Take Citizens United, for example. The Court was asked to judge whether the unlimited campaign contributions violated the Constitution. In a 5-4 decision, the Majority focused on notions of Freedom to conclude that they do not. The Minority focused on notions of Equality or Democratic Legitimacy to conclude that they do.
Both sides accused each other of being misguided even though all should know that the Constitution per se does not – cannot – give an answer.
The Constitution provides a framework for framing the resolution the most pressing issues of the day in terms of most cherished principles of the land. But when fundamental principles evoked by the Constitution collide or a balance between those principles must be struck, the Constitution becomes deadly silent.
As Shakespeare famously wrote in the Merchant of Venice: “justice” mechanically applied is no justice at all. Any application of law must allow for human judgement and heart to play the leading role.
This is not a defect of law: it is the very point of law.

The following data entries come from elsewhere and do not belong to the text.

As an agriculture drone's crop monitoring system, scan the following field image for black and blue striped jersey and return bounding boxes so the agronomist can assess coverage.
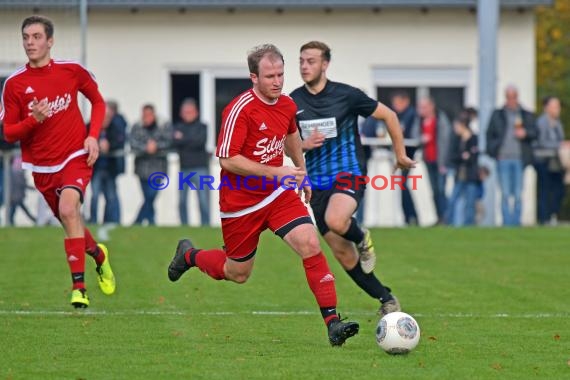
[290,80,378,185]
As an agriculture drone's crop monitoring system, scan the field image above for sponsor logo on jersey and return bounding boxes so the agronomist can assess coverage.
[253,136,287,164]
[299,117,337,139]
[28,93,71,117]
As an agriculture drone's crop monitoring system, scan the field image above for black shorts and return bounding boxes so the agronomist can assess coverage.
[311,174,366,235]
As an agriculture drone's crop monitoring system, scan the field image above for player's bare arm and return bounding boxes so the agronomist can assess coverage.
[372,102,416,170]
[285,131,311,203]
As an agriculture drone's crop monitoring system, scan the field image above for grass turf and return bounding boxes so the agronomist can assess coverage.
[0,228,570,379]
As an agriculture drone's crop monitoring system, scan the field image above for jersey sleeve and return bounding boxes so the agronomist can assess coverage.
[287,99,298,135]
[77,65,105,139]
[350,87,378,117]
[216,107,248,158]
[0,80,40,143]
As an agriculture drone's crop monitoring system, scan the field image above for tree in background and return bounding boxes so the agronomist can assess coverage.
[536,0,570,220]
[536,0,570,131]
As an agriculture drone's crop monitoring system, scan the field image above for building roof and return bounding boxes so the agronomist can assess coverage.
[0,0,553,9]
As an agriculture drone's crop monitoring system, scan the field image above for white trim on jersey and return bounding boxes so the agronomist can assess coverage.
[220,186,287,218]
[22,149,87,173]
[218,91,253,157]
[0,66,27,120]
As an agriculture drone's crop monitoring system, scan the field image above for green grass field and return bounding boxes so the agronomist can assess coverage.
[0,228,570,379]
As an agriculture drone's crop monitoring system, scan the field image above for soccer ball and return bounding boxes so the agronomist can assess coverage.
[376,312,420,354]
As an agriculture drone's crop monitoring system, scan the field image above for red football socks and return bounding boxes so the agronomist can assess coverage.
[303,252,338,324]
[85,228,105,266]
[64,238,85,289]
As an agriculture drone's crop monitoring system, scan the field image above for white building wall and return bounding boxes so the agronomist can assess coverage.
[0,9,535,225]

Even the late Scalia, revered for his intellectual straightforwardness and his theory on originalism, habitually exercises personal judgement and discretion in interpreting the Constitution.
Consider United States v. Eichman. Scalia had voted to hold a federal statute that outlawed the burning of American flags unconstitutional. But as Scalia himself must have also known, at the time the Constitution was written, flag burning was not considered a purview of the First Amendment. The First Amendment forbid the advanced prohibition of speech, but not punishment of actual speech that were later found by a jury to be blasphemous, obscene, or seditious. (It was not until 1931 in Stromberg v. California that the Supreme Court held that a law that prohibited the display of a “red flag” could violate the First Amendment.)
Scalia justified his position by arguing that the words “Congress shall make no law abridging” was general and did not contain any limitation on its applicability to subsequent controversies such as flag burning. That is true. But left unexplained is why he chose to abstract the Constitution’s words in this case into general principles when he had advocated using historical circumstances to limit the meaning of the Constitution’s words in other cases.
As we look forward to the appointment of Scalia’s replacement, we should do each other a favor by doing away with Roberts’ faux imagery of judges as umpires. If we must have Supreme Court Justices solve our most pressing issues, let us look to our Justices as village elders not umpires. Let us esteem our Justices for their worldviews and judgement, not legal knowledge.
In an era when so many have become dis-enchanted with the democratic process, it is understandable that many would wish to escape the tumultuous halls of the people by looking to “serenity” of law and order.
But the law itself is empty. It has always been.
It is up to us whether we want to look to village elders – in hushed chambers – or ourselves – through democratic deliberation – to breathe life into the Constitution. But let us stop once and for all the worshiping of the false gods of law – of judges as “impartial” umpires. That obfuscation only corrupts our democratic politics and does nobody any good.